IOTA: Tyrants

With the strum of the guitar on the song “Demons”, I feel like I am about to witness a gun fight between the good and the bad, perhaps like what went down at the gunfight at the O.K. Corral.

That feeling is very apropos considering the title for the debut EP from Bristol based, IOTA, is called Tyrants.

Neither the name of the EP nor the artwork invoke a scene of happiness and unicorns dancing in an emerald field but it does invoke confronting the dark oppression of emotions that may be lying in wait underneath the surface.

IOTA is confronting that oppression through the power of their female fronted band. Through Jodie Robinson, IOTA delivers raw, angry, and take no prisoners music. A mood and an energy I feel that has been amiss in a land of male fronted rock bands.

I’m sorry male readers, sometimes the best way to show raw anger is via a pissed off angry woman.

Without knowing her personally, I don’t know if Jodie is a pissed off angry woman, but her vocals sure do shine loud and bright as if she were one, and that is what I love the most about her voice.

In a world of cookie cutter syrupy pop vocals, Jodie’s vocals are unbridled, passionate, and enthusiastic and filled with scratches and rasp that make me think of Emily Armstrong (Dead Sara) and Courntey Love (Hole).

Jodie doesn’t bear the weight of IOTA on her shoulders alone. She is supported by Josef Parkes and Joe Dean on guitars, Sam Mattison on bass, and Thomas John on drums and the fellas hold their own behind Jodie’s powerhouse vocals.

The band wrote Tyrants during a strained period of time for each of them and recorded it at their self-built Omni Studios* and at Humm Studios with Ben Johnson (Skindred, Chaouche) and IdlesLee Kiernan.

“Demons” kicks off the four track masterpiece that is Tyrants. Like I said earlier, it’s the few strums of the guitar that sets the tone for Tyrants but for me, it’s Mattison’s bass that lends itself to the dark mood of the song. It’s heavy and slick with a foreboding and intense anger. It compliments Jodie’s vocal angst wonderfully. At the breakdown of “Demons”, Parkes and Dean on guitar and John on drums amplify that sense of anger and angst as they kick everything up to eleven.
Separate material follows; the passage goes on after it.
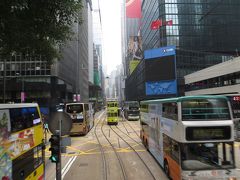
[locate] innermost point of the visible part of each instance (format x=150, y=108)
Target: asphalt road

I previously wrote about “Ballet Box” and hearing it within the collection of songs in Tyrant, I dig the song even more. I stand by my previous statement of Jodie vocally holding her own against a thunderous bass, crunchy guitars, and driving drums.

Jodie says this about the inspiration of “Ballet Box”,

It’s about a ballerina inside of a jewellery box coming to life as the box closes. Inspired by the thought of the ‘object’ coming to life and how they’d never know what it was like to be outside of that box and nobody would ever know that they were alive. There was a play on the element of control and feeling trapped, fighting with that part of your mind. It’s very much a song about ‘Is there more to life and can we fulfil that void.

“Sometimes” is the most down tempo of the four tracks, but it is still heavy. The dynamic duo of Parkes and Dean on guitars shine in this song. There is a tit for tat play of intense and heavy against subdued softness that I really enjoy about this song. They have found this perfect balance between the two and it makes the song quite lovely. There’s also this wonderful ear catching wail of the guitars that is so goddamn infectious that it brings me joy.

Rounding out Tyrants, is the band’s latest single, “Control”.

The band says this of the song,

‘Control’ was formed in a headspace of feeling confined by people and unspoken rules in our lives; it was our way of fighting back. ‘Control’ started with Josef writing an instrumental guitar part. The chord progression felt aggressive but assured and imbued an emotion that we could all connect with. The instrumental helped us uncover themes that were ongoing in our lives. Lyrically, we wanted to put a positive spin on the band’s collective feelings and taunt the restrictions over us.

I give a stamp of approval on Mattison’s bass in this song. I’m a sucker for bass and I’ve even a bigger sucker for bass that reverberates through my soul and that’s what the bass in “Control” does for me. It immediately tells the listener this thrill ride through the song isn’t going to be easy, but it’s a ride that’s going to be worth it. “Control” is my favourite track on the Tyrants. For me, it showcases the band’s individual talents as well as their talent as a collaborative union. The song is sonically perfect.

I have one complaint about Tyrants – it is only four tracks. But goddamn those four tracks are an amazing 13 minute rockfest to the ears.

*On October 16, a fire devastated at Omni Studios, if you want to support Jodie and IOTA and the residents (Last Hyena, Empire of the Dust) of Omni Studios, please consider donating to the Go Fund Me to help rebuild and recover all that was lost in the fire.

Tyrants is available now. GO LISTEN!